Running Information(please complete the following information):

  • Promptflow Package Version using pf -v: 1.7.0
  • Langchain version: 0.1.13
  • Operating System: Ubuntu
  • Python Version using python --version: 3.10

loomlike avatar Apr 06 '24 00:04 loomlike

FYI, I dug into the error and found where the issue is coming from: promptflow.tracing._openai_utils.py.OpenAIMetricsCalculator._get_prompt_tokens_from_messages, specifically at prompt_tokens += len(enc.encode(value)).
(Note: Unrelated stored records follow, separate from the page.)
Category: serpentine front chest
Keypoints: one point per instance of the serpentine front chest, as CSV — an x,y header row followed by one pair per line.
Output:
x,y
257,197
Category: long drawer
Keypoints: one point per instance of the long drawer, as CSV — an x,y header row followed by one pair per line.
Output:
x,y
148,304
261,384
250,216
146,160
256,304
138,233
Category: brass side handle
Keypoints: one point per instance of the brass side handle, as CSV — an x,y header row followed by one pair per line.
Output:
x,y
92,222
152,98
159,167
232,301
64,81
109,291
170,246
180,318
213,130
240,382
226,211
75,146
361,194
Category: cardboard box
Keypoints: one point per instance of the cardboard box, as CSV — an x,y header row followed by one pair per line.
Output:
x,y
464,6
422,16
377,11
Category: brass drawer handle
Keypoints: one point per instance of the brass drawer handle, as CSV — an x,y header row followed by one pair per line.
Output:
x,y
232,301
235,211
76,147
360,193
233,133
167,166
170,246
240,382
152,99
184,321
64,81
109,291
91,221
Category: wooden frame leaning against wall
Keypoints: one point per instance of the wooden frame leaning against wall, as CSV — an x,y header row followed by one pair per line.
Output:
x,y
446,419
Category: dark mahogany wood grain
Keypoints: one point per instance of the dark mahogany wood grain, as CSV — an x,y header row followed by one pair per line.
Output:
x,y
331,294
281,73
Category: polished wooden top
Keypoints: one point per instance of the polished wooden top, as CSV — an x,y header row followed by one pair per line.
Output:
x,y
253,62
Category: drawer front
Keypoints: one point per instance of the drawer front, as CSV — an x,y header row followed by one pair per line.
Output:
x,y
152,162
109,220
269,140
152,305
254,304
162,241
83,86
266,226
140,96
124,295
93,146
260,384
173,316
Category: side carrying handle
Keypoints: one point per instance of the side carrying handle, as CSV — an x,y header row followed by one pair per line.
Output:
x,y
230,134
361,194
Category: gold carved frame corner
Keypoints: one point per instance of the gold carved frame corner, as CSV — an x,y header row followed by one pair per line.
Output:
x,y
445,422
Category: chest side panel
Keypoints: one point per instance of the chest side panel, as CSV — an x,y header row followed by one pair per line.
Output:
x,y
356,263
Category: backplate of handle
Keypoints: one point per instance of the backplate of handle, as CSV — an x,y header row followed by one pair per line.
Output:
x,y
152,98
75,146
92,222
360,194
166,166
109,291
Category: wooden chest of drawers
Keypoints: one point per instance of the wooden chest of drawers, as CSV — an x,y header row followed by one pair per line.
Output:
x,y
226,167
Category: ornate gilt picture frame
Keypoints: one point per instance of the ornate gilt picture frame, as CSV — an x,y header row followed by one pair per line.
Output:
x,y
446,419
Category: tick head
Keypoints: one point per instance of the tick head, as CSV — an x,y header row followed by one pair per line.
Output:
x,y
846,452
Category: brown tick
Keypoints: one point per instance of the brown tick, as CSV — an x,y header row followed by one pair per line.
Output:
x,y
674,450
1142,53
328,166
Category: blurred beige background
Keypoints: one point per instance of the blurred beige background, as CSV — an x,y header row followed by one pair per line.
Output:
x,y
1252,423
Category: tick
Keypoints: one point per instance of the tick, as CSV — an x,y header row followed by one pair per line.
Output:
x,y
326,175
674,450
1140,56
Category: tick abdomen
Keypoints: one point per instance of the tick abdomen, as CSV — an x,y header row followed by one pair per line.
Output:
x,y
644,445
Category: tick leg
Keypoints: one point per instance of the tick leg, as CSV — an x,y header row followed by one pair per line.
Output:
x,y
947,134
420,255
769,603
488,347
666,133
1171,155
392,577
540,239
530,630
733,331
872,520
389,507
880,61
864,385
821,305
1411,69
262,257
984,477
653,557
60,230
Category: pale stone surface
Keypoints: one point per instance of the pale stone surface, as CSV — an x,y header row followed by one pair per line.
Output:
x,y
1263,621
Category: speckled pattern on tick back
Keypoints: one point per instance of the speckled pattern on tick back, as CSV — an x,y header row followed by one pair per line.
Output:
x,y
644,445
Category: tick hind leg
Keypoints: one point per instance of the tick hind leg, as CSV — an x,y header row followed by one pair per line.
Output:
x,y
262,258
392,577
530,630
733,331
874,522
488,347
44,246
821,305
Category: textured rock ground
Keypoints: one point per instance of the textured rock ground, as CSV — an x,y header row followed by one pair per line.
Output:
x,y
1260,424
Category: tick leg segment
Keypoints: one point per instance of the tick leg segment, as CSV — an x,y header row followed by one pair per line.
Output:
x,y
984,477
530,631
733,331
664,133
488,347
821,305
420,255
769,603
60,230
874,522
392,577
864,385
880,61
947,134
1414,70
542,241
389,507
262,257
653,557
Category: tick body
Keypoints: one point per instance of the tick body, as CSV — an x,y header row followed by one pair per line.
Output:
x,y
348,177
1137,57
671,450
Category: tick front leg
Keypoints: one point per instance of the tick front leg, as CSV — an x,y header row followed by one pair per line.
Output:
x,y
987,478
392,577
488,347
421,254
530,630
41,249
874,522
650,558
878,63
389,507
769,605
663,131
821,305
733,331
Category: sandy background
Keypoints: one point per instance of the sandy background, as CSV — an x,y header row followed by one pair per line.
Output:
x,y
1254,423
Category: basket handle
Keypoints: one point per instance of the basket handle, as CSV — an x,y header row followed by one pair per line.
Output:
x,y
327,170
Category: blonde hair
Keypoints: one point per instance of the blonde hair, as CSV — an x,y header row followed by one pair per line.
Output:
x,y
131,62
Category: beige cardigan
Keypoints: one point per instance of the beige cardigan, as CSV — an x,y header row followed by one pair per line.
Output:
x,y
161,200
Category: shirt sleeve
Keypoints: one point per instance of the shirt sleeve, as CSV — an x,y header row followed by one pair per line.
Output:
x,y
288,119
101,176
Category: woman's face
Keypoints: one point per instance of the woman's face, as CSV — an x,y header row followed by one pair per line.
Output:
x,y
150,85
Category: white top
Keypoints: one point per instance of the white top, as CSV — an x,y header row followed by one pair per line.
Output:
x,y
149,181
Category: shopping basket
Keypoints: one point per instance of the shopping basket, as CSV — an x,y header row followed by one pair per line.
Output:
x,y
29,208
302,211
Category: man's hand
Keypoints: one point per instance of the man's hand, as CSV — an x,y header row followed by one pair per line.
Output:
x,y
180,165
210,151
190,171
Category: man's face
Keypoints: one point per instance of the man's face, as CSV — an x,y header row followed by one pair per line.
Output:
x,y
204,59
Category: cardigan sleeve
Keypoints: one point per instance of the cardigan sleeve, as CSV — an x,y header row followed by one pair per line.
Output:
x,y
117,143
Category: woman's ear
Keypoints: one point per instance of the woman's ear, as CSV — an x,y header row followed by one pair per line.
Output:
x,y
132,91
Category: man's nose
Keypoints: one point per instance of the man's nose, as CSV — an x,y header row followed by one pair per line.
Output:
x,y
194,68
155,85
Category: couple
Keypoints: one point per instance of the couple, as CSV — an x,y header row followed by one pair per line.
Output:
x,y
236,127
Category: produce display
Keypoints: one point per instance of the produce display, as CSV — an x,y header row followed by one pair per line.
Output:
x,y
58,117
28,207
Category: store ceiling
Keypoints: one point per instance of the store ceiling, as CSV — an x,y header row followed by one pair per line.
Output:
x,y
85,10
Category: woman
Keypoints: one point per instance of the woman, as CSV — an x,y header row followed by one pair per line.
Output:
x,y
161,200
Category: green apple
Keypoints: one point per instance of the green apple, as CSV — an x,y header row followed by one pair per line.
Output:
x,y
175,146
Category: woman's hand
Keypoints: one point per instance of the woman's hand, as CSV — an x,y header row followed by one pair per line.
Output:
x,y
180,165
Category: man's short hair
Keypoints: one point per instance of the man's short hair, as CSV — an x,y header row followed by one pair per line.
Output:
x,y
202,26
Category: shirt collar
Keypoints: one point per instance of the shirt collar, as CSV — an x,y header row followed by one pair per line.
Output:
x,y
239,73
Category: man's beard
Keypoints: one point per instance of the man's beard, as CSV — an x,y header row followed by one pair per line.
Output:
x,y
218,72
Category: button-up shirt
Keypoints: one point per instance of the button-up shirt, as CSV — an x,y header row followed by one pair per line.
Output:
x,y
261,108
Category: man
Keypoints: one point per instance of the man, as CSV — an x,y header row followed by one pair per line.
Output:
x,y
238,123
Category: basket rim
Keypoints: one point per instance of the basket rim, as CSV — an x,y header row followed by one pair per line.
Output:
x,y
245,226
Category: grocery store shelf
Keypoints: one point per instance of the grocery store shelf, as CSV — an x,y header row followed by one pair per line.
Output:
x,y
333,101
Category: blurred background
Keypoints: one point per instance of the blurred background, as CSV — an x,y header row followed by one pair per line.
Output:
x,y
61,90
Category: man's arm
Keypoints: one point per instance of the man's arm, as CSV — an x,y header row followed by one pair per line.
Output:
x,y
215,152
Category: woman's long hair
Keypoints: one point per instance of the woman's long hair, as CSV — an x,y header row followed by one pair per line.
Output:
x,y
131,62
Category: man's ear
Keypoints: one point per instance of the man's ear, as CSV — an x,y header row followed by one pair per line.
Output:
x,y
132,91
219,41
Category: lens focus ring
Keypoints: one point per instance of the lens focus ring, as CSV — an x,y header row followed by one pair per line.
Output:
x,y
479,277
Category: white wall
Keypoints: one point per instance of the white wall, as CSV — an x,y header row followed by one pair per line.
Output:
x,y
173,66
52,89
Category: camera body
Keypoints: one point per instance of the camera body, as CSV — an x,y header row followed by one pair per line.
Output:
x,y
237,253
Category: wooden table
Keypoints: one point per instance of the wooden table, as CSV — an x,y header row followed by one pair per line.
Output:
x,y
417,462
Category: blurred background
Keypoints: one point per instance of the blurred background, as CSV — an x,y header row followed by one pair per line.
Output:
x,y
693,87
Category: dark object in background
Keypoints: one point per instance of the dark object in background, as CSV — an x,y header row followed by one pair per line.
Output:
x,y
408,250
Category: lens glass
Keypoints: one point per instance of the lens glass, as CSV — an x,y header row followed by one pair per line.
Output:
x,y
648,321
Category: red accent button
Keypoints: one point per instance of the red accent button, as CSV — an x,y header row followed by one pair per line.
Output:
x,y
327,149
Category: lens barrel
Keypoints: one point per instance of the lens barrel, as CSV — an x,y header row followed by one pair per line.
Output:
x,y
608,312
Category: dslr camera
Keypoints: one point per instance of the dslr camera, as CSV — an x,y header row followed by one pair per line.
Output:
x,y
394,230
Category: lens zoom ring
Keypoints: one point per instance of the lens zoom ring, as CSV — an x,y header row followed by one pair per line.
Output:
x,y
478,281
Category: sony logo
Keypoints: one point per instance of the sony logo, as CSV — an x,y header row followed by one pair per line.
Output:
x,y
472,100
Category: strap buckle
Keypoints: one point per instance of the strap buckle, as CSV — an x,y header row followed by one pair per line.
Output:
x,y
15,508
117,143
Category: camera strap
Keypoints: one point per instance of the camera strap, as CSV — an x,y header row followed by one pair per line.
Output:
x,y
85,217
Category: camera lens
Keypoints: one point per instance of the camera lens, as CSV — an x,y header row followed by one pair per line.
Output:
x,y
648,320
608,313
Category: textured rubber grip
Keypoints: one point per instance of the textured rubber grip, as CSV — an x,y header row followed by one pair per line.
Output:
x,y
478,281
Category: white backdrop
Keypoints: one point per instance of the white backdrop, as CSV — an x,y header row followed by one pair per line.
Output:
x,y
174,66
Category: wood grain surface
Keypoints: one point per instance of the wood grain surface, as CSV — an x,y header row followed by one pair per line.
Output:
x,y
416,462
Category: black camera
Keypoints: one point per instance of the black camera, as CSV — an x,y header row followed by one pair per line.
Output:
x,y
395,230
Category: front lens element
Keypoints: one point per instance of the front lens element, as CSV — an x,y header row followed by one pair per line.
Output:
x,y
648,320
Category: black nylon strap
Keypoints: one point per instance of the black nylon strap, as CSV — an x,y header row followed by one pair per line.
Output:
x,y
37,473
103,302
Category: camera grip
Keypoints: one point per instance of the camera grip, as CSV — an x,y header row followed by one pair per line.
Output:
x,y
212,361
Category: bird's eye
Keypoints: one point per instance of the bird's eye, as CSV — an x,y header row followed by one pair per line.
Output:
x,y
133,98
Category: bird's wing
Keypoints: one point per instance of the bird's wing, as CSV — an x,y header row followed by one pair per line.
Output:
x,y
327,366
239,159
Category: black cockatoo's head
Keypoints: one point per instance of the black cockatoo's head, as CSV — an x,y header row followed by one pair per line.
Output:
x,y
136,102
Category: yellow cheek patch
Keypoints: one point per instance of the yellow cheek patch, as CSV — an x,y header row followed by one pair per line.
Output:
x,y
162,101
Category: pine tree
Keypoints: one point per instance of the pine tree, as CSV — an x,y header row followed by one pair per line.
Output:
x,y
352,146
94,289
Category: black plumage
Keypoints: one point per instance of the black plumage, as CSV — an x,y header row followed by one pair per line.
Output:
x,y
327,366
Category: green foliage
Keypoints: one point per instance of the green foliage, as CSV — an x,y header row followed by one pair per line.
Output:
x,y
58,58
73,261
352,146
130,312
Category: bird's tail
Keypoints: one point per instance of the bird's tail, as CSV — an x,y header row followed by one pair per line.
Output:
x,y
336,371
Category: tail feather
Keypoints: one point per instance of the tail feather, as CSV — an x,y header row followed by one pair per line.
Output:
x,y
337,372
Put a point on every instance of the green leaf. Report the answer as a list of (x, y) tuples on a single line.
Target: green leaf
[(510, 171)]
If I commented out this, the batch run works.

I'm using langchain's Agent API and here is my python node codes for you to debug.

from typing import Dict

from langchain.agents import AgentExecutor, create_openai_functions_agent
from langchain_benchmarks import registry
from langchain_core.prompts import ChatPromptTemplate, SystemMessagePromptTemplate, HumanMessagePromptTemplate, MessagesPlaceholder, PromptTemplate
from langchain_openai import AzureChatOpenAI

from promptflow.core import tool
from promptflow.connections import AzureOpenAIConnection

@tool
def langchain_tool(
    question: str,
    prompt_template: str,
    chat_model: str,
    conn: AzureOpenAIConnection,
) -> Dict:
    """
    A tool that uses the language model to answer a question based on a prompt template
    
    Args:
        question: User question
        prompt_template: Template for the prompt
        chat_model: Deployment name to use
        conn: Azure OpenAI connection object
    """
    prompt = ChatPromptTemplate.from_messages([
        SystemMessagePromptTemplate(prompt=PromptTemplate(input_variables=[], template=prompt_template)),
        HumanMessagePromptTemplate(prompt=PromptTemplate(input_variables=['question'], template='{question}')),
        MessagesPlaceholder(variable_name='agent_scratchpad')
    ])

    llm = AzureChatOpenAI(
        model=chat_model,
        temperature=0,
        azure_endpoint=conn.api_base,
        api_version=conn.api_version,
        api_key=conn.api_key,
    )

    task = registry["Tool Usage - Relational Data"]
    env = task.create_environment()
    tools = env.tools

    agent = create_openai_functions_agent(llm=llm, tools=tools, prompt=prompt)
    agent_executor = AgentExecutor(
        agent=agent,
        tools=tools,
        verbose=True,
        handle_parsing_errors=True,
        return_intermediate_steps=True,
    )

    res = agent_executor.invoke({
        "question": question,
    })
    # We only want to know the step (tool) names
    res['intermediate_steps'] = [agent_action[0].tool for agent_action in res['intermediate_steps']]

    return res

loomlike avatar Apr 09 '24 08:04 loomlike

@loomlike Thank you for your information, it is a bug in such scenario, we will fix it.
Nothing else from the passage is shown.